Nous avons ajouté: «Alors que les gouvernements du monde, en particulier celui des États-Unis, ont élaboré au cours du dernier quart de siècle des plans méticuleux pour une guerre à grande échelle, aucune ressource ou prévoyance de ce type n’a été consacrée à la lutte contre l’éruption des épidémies qui ont frappé la planète au cours de la même période».

Le mois suivant, le WSWS a tiré la sonnette d'alarme plus fort. «Le danger ne peut être surestimé», a averti le Comité international de la Quatrième Internationale le 28 février. «Le gouvernement américain n’est absolument pas préparé à une épidémie majeure», expliquait la déclaration, appelant à «une allocation massive de ressources pour les soins de santé et les traitements».

Ceux qui ont menti sur la pandémie en janvier, février et mars mentent encore aujourd’hui. On doit traiter chaque affirmation du gouvernement, y compris celle d’un vaccin imminent, avec une extrême suspicion.

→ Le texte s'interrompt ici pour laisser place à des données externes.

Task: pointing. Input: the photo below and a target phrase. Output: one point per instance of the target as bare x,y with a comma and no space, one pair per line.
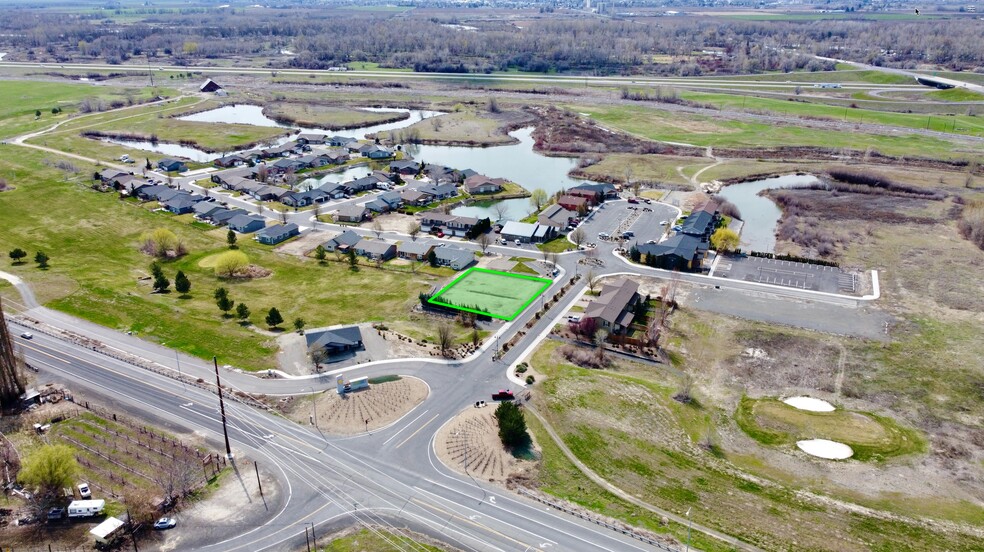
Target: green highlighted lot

La conspiration se poursuit. Les étudiants sont entassés dans les salles de classe des universités et des écoles de tout le pays, alimentant ce qui est universellement considéré comme une résurgence majeure de la pandémie. Selon une projection de l’Université de Washington, 200.000 personnes supplémentaires devraient mourir d’ici la fin de l’année, ce qui doublerait le nombre de décès actuels.

Dans la période à venir, le World Socialist Web Site fera tout ce qui est en son pouvoir pour éviter cette catastrophe en dotant les travailleurs des connaissances et de la conscience politique nécessaires pour organiser une lutte contre la campagne meurtrière de retour au travail de la classe dirigeante.